The balance between loss and gain varied from place to place. Losses were greatest near cities and roads, where demand for firewood and charcoal was high, while gains were greatest in more remote areas. But overall, the amount of wood biomass — and hence the carbon it contains — was stable in the woodlands, which cover about half of the region.

What came through, McNicol told e360, was the “highly dynamic” nature of the change going on and the “large regrowth potential” of temporarily deforested areas.

The findings confirm other recent studies in Africa that have found strong forest regrowth in woodlands outside the rainforest belt of central Africa, often after farmers abandon their land and head for the cities. “Africa’s woodlands and savannahs are reforesting,” says Ed Mitchard of the University of Edinburgh, a coauthor on the McNicol paper. His own field research in central Cameroon found “the forest is coming back really fast… If deforestation and degradation could be reduced, Africa could quickly become a significant carbon sink,” he said.

Of course, forest regrowth does not necessarily bring with it full ecosystem and biodiversity recovery, as a paper from 28 leading forest ecologists warned in February. Richard Houghton of the Woods Hole Research Center in Massachusetts, William Laurance of James Cook University in Cairns, Australia, and others described growing evidence that intact forests, which make up less than a fifth of the world’s total forest cover, “support an exceptional confluence of globally significant environmental values relative to degraded forests.” Many large carnivores “are now found only… in remaining intact tropical forests.”

One researcher estimates 12.4 million acres of forests are permanently converted to growing commodity crops such as palm oil each year.

Contradicting Curtis, they suggested that logging cannot be seen as merely temporary deforestation, because recovery will always be incomplete. “Logging is the most pervasive threat facing species inhabiting intact forests,” they concluded.

But some forest scientists take a longer view. They argue that almost all forests — including those regarded today as intact — are actually in recovery from degradation by human activity, often over thousands of years, including from widespread shifting cultivation. Today’s forest loss may be no different, although the scale is certainly far greater. As Kathy Willis, science director at Kew Gardens in London has argued, such forest ecosystems “are not as fragile as often portrayed” and that “given sufficient time, tropical rainforests disturbed by modern human activities may be able to regenerate.”

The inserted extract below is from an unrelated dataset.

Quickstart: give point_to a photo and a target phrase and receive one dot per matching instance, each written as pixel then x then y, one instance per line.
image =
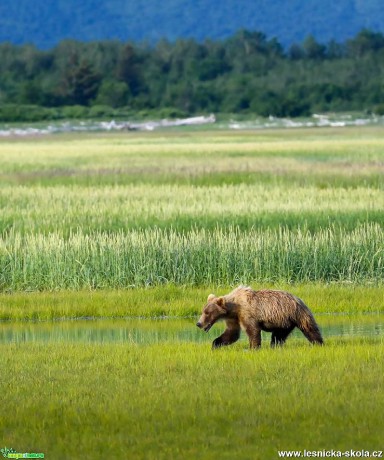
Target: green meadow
pixel 146 225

That debate remains unresolved. But regardless, a new picture of deforestation is emerging that is very different from the conventional image of forest loss as a one-way street. The situation is much more fluid, it seems, with rapid forest loss sometimes counterbalanced by equally rapid recovery, at least in forest cover. “Over the last decade, we have realized just how fast all these forests, woodlands, and savannas are changing, and how poorly we are able to quantify this change,” says Mitchard.

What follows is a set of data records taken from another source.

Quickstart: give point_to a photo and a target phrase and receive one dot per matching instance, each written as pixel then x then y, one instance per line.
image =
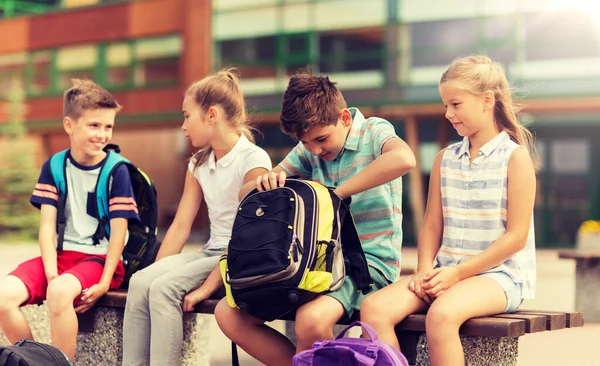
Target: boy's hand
pixel 416 286
pixel 190 300
pixel 270 181
pixel 90 297
pixel 51 276
pixel 439 280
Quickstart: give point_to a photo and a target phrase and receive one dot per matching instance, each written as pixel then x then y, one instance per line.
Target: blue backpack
pixel 142 246
pixel 30 353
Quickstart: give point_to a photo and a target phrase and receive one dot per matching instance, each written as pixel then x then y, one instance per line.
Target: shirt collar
pixel 229 157
pixel 486 149
pixel 358 121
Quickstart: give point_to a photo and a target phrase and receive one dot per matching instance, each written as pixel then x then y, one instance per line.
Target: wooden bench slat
pixel 554 321
pixel 478 327
pixel 533 323
pixel 573 319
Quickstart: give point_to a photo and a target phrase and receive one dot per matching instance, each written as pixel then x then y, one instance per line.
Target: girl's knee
pixel 229 319
pixel 162 292
pixel 370 309
pixel 310 328
pixel 441 316
pixel 138 284
pixel 59 296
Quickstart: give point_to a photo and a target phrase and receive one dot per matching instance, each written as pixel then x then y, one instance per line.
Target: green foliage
pixel 18 172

Curtis says the idea, implicit in data from the GFW, that “any tree cover loss shown on the map represents deforestation” is a “misperception” that needs to be dispelled.

McNicol says this new picture suggests that existing international policy for reducing carbon emissions from forests, which concentrates on protecting intact forests, may not always be the best course. In many areas, ensuring that degraded or temporarily deforested areas can regrow may be more effective.

None of this means that the deforestation crisis is close to being resolved. Curtis estimates that some 12.4 million acres of forests are permanently converted to growing commodity crops such as palm oil each year. And, despite numerous corporate and government promises to the contrary, there is no sign of that figure declining.

The new findings underline the urgency of the need to halt the advance into the world’s forested areas of permanent agriculture to supply commodity markets. But they offer hope, too. If we could stop the onslaught of agriculture into tropical woodlands, we could see not just an end to deforestation but a massive and rapid natural resurgence of tree cover — and a huge surge in the carbon that those forests contain. Halting climate change requires nothing less.